Rohr frei für den Gaswettbewerb

Gaswirtschaft verabschiedet Eckpunke zur Liberalisierung. Vom neuen Angebot profitiert vorerst nur die Industrie

BERLIN taz ■ Nach monatelangen Verhandlungen haben sich die Gaswirtschaft und die Industrie darüber verständigt, zu welchen Bedingungen Gas durch die Leitungen fremder Anbieter geleitet werden kann.

Auf Grundlage des gestern unterzeichneten Eckpunkte-Papiers soll im August eine endgültige Vereinbarung in Kraft treten, nach der Kunden ihren Gaslieferanten frei wählen können. Bundeswirtschaftsminister Werner Müller, der die Verhandlungen begleitet hatte, nannte das Papier „einen großen Schritt in Richtung Wettbewerb“.

Er warnte allerdings vor zu großen Erwartungen hinsichtlich einer schnellen Gas-Preissenkung. Der einsetzende Wettbewerb führe zwar dazu, dass die Gaspreise, die an den Ölpreis gekoppelt sind, nicht in dem selben Maß steigen, wie es der Ölpreis zur Zeit zulassen würde, so Müller. Er schließe aber nicht aus, dass einzelne Anbieter auf die Idee kommen, Gas direkt in den Erzeugerstaaten einzukaufen und es unter Umgehung der traditionellen Versorger an die Kunden zu verkaufen: „Vielleicht wird es grünes Gas geben wie jetzt schon gelben Strom“, sagte Müller.

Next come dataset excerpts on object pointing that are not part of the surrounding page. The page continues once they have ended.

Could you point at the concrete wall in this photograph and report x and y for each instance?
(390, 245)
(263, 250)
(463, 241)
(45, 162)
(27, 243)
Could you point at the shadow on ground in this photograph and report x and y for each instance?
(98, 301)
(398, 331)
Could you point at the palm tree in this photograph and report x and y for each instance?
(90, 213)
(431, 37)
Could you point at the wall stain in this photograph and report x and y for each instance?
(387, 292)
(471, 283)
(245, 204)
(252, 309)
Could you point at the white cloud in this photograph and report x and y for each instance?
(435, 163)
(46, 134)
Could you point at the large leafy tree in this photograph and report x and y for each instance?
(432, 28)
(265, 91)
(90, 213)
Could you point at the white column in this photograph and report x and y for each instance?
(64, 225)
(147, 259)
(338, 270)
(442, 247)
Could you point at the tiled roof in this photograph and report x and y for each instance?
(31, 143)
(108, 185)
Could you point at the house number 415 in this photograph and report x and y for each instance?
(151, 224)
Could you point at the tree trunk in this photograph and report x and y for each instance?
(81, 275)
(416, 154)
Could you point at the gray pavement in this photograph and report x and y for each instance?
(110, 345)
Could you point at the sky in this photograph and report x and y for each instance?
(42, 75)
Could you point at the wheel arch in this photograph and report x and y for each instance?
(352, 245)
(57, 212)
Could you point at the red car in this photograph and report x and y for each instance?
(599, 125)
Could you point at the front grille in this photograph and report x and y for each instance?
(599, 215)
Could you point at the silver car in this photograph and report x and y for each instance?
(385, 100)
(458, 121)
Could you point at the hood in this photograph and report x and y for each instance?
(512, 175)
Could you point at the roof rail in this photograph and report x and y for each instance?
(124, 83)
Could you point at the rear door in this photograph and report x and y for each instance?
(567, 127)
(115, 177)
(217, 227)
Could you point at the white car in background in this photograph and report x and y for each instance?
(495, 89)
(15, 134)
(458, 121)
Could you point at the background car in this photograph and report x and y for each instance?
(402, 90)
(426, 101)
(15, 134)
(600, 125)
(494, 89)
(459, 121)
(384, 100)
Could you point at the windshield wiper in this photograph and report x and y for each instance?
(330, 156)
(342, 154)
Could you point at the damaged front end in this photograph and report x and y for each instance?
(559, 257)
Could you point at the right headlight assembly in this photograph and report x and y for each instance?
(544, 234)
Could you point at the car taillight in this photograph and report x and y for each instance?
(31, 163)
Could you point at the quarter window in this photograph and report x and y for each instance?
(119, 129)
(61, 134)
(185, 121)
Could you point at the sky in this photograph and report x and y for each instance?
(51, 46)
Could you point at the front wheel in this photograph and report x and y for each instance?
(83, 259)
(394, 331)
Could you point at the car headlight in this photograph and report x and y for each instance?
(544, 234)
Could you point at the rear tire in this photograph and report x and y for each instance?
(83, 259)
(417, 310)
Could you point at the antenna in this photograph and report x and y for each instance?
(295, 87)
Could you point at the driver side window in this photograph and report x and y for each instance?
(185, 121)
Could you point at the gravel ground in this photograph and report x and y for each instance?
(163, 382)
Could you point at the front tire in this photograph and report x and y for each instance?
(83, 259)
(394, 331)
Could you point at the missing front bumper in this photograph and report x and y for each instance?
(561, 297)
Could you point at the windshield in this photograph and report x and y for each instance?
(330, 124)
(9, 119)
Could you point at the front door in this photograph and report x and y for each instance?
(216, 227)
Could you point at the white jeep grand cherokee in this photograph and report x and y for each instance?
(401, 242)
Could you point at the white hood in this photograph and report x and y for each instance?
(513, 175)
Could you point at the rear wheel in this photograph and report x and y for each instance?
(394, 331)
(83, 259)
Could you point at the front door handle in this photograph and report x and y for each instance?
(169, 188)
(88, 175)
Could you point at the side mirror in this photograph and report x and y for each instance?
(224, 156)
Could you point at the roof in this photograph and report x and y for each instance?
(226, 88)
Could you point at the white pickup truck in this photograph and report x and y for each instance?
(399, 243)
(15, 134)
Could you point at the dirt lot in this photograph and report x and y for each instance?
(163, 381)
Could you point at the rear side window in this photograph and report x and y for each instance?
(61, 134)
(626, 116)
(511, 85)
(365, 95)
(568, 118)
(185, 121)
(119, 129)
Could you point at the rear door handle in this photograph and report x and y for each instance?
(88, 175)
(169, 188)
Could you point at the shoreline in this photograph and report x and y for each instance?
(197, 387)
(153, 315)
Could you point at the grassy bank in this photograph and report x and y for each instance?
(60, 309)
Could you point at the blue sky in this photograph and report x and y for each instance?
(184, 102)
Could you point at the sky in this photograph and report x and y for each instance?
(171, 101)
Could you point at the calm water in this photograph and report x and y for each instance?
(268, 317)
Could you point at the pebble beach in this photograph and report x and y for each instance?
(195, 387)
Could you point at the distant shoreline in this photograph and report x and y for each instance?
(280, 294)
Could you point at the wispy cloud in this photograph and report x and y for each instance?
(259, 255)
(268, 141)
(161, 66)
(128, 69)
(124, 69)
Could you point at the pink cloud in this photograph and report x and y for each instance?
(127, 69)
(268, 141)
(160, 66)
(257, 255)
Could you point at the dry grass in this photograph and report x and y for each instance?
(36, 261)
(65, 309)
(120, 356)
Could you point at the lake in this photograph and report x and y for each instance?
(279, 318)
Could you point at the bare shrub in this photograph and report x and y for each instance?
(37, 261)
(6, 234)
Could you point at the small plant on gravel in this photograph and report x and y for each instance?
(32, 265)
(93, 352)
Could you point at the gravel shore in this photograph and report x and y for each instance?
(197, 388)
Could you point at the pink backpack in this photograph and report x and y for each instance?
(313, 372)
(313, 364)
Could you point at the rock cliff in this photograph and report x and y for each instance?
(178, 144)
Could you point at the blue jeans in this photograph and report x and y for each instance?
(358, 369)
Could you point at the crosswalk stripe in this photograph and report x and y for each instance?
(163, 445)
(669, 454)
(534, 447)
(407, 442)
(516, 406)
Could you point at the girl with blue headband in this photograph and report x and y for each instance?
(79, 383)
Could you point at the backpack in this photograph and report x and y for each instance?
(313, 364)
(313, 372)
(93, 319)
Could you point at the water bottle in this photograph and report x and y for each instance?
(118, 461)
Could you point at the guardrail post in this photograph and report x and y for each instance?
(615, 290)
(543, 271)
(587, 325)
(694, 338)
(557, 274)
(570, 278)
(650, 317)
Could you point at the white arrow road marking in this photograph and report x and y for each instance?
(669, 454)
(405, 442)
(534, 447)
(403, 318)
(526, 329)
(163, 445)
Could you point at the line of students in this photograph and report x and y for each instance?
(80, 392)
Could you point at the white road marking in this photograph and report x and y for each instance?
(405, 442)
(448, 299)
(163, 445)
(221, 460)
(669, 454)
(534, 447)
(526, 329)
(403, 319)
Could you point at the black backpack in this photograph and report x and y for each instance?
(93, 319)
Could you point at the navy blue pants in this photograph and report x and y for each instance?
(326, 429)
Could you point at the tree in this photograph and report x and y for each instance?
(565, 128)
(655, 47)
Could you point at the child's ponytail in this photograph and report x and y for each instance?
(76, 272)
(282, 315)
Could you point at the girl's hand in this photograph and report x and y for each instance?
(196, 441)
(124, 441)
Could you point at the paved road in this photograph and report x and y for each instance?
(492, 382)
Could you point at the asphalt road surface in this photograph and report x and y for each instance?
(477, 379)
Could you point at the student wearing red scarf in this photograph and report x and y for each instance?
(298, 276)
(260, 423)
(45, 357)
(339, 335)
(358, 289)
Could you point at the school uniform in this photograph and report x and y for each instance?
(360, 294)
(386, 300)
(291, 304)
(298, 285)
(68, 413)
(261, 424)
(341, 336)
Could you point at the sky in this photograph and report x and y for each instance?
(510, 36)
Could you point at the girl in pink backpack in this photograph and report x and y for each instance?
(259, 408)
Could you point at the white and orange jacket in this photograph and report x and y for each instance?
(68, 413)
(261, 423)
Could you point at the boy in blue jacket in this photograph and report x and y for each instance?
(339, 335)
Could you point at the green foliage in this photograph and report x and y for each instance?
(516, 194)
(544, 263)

Doch noch müssen sich die rund 14 Millionen Haushalte, die in Deutschland mit Gas heizen und kochen, gedulden. Es gibt noch keine Regelung, wie die Durchleitung zum Endverbraucher abgerechnet werden soll.

In den kommenden Monaten sollen für die Privathaushalte „typische Abnahmeverhalten“ ermittelt werden. Zunächst wird die Industrie von der Durchleitung profitieren. Die Erwartungen an den Wettbewerb sind hoch, weil die Gaspreise in der Bundesrepublik rund 20 Prozent über dem europäischen Durchschnitt liegen. Carsten Kreklau vom Bundesverband der Deutschen Industrie gibt sich optimistisch, dass die Einigung „den Wettbewerb in Gang setzt“.

Auf Preissenkungen wollten sich weder die Industrie, noch die Versorger festlegen. Doch der „Binnenwettbewerb“ zwischen den rund 40 großen regionalen und 700 lokalen Gasversorgern habe bereits begonnen, sagte Ulrich Hartmann, Präsident des Bundesverbands der Deutschen Gas- und Wasserwirtschaft. Die Konsequenzen bekommen vor allem die rund 100.000 Mitarbeiter der deutschen Gasunternehmen zu spüren. Im Vorfeld des Wettbewerbs sind nach Hartmanns Angaben bereits 30.000 Stellen bei den Gasunternehmen abgebaut worden, um die Effizienz zu steigern. Ein Ende dieses Trends ist nicht abzusehen.